Tethering from your Nikon to your Linux PC
23. September 2009 - 22:52If you're using Windows, you can buy some software from Nikon to have Photo Tethering (I guess it's called Tethering). I.e. you take a picture with your camera and it pops up on your computer screen. It's used in studio photography and very useful. I missed it very much during the last three days of product photography.
I wanted to have that on Linux as well. There is an excellent library called gphoto2, that can do half of the trick (i.e. it can download a picture right after the shot), but it can't display it.
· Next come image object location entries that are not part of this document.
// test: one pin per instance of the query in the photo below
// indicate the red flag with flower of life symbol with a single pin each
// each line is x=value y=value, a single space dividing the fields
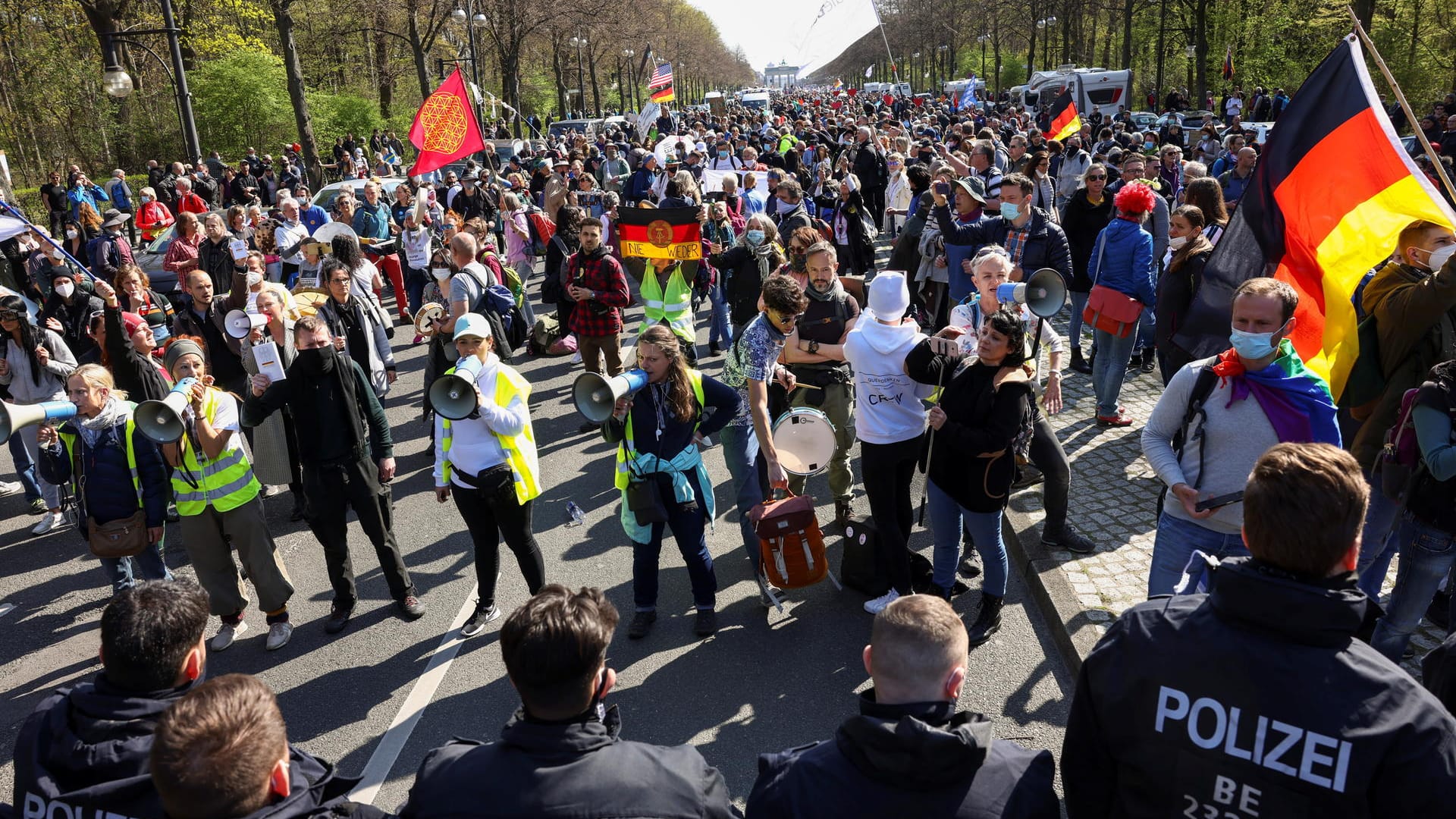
x=444 y=127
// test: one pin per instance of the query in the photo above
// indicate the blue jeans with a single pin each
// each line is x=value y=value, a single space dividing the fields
x=1376 y=544
x=1174 y=544
x=688 y=526
x=720 y=330
x=748 y=477
x=1079 y=300
x=1110 y=369
x=121 y=572
x=984 y=531
x=1427 y=554
x=25 y=469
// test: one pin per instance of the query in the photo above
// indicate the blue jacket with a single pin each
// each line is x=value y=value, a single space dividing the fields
x=916 y=760
x=109 y=494
x=1123 y=260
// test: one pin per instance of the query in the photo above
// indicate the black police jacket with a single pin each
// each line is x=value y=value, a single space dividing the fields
x=577 y=768
x=1253 y=700
x=915 y=760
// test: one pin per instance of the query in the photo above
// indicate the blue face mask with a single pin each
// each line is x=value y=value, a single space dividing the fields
x=1254 y=344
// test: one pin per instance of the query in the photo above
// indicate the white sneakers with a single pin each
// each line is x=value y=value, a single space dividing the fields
x=278 y=635
x=224 y=635
x=878 y=604
x=49 y=523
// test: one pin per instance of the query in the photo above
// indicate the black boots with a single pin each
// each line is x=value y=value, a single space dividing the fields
x=1078 y=363
x=987 y=621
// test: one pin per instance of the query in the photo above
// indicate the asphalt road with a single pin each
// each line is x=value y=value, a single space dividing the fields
x=764 y=682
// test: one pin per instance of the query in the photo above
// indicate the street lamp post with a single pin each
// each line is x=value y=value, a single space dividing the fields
x=118 y=83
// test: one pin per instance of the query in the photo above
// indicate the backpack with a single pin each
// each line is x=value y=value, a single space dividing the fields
x=542 y=229
x=1400 y=460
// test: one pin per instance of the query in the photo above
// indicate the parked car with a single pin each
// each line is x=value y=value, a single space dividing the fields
x=327 y=194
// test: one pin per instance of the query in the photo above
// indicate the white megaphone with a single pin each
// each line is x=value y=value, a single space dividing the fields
x=17 y=416
x=162 y=420
x=596 y=395
x=453 y=394
x=1043 y=293
x=239 y=324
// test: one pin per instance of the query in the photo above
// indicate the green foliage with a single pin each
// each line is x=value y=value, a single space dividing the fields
x=240 y=101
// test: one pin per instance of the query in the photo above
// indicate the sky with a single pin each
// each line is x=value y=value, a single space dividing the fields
x=747 y=24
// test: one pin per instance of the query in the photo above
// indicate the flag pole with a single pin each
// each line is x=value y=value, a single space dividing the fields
x=1400 y=96
x=894 y=67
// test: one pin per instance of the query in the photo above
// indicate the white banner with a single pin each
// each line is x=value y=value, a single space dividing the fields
x=824 y=30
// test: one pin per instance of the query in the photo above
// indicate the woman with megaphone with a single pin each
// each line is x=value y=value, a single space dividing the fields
x=488 y=461
x=34 y=363
x=115 y=472
x=661 y=475
x=218 y=500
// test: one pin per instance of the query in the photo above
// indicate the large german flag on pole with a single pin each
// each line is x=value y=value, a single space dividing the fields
x=1065 y=118
x=660 y=234
x=1329 y=196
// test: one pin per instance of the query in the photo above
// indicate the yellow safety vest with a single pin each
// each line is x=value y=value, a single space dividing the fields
x=226 y=483
x=676 y=306
x=520 y=449
x=69 y=442
x=626 y=450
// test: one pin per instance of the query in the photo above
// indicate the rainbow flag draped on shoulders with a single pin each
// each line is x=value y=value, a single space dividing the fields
x=1294 y=398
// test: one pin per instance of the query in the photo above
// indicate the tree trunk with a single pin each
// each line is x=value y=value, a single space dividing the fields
x=417 y=50
x=283 y=18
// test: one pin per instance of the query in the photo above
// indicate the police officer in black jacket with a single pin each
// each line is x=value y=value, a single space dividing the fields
x=1256 y=698
x=909 y=752
x=561 y=754
x=85 y=749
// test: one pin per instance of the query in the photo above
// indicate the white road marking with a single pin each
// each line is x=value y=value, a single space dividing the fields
x=392 y=744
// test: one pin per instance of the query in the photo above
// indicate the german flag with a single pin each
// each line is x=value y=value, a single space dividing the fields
x=1329 y=196
x=660 y=234
x=1065 y=118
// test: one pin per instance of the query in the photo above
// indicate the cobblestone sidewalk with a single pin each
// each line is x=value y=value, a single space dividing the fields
x=1114 y=502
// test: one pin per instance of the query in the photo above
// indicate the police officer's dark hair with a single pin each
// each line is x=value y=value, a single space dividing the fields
x=555 y=645
x=1304 y=507
x=146 y=632
x=213 y=752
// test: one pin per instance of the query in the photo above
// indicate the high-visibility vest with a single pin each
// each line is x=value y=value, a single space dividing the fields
x=69 y=441
x=520 y=449
x=226 y=483
x=676 y=306
x=626 y=450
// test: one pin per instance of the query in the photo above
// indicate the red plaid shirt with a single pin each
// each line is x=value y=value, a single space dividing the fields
x=603 y=276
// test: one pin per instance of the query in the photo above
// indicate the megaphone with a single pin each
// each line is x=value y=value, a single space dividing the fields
x=1043 y=293
x=598 y=395
x=162 y=420
x=453 y=394
x=18 y=416
x=239 y=324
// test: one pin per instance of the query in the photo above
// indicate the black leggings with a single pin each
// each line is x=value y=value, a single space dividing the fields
x=491 y=516
x=889 y=469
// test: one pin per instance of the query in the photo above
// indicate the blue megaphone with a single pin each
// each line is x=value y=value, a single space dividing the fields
x=17 y=416
x=598 y=395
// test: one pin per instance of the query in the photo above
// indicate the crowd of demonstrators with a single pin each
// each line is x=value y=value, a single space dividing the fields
x=918 y=365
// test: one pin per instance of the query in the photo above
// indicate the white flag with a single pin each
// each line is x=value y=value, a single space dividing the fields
x=823 y=31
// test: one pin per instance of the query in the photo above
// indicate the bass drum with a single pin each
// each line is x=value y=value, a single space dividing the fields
x=805 y=441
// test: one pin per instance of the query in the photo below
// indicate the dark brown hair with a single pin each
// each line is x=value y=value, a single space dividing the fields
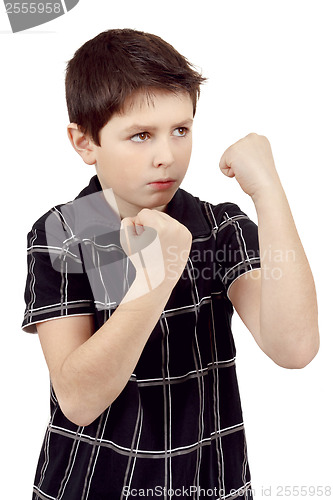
x=106 y=70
So I played around a little bit and wrote that script:
#!/bin/bash case "$ACTION" in download) pkill qiv qiv -l -f -m "$ARGUMENT" & ;; "") me=$(cd ${0%/*} && echo $PWD/${0##*/}) gphoto2 --capture-tethered --hook-script=$me ;; esac
To "install" it, place it somewhere on your path.
To use it, connect your Nikon camera to your computer via USB. Go to an empty folder in a shell and just start it:
rian@thunder:~Pictures/example$ tether
Then take pictures. They will be displayed on your screen and stored in your current folder.
For this to work, you need the image-viewer qiv (or use any other viewer and adjust the script) in its most recent version (older versions don't support the -l switch which autorotates the image), if you're using ubuntu jaunty, you need to install qiv from karmic.
And you have to install gphoto2 to access the camera as well.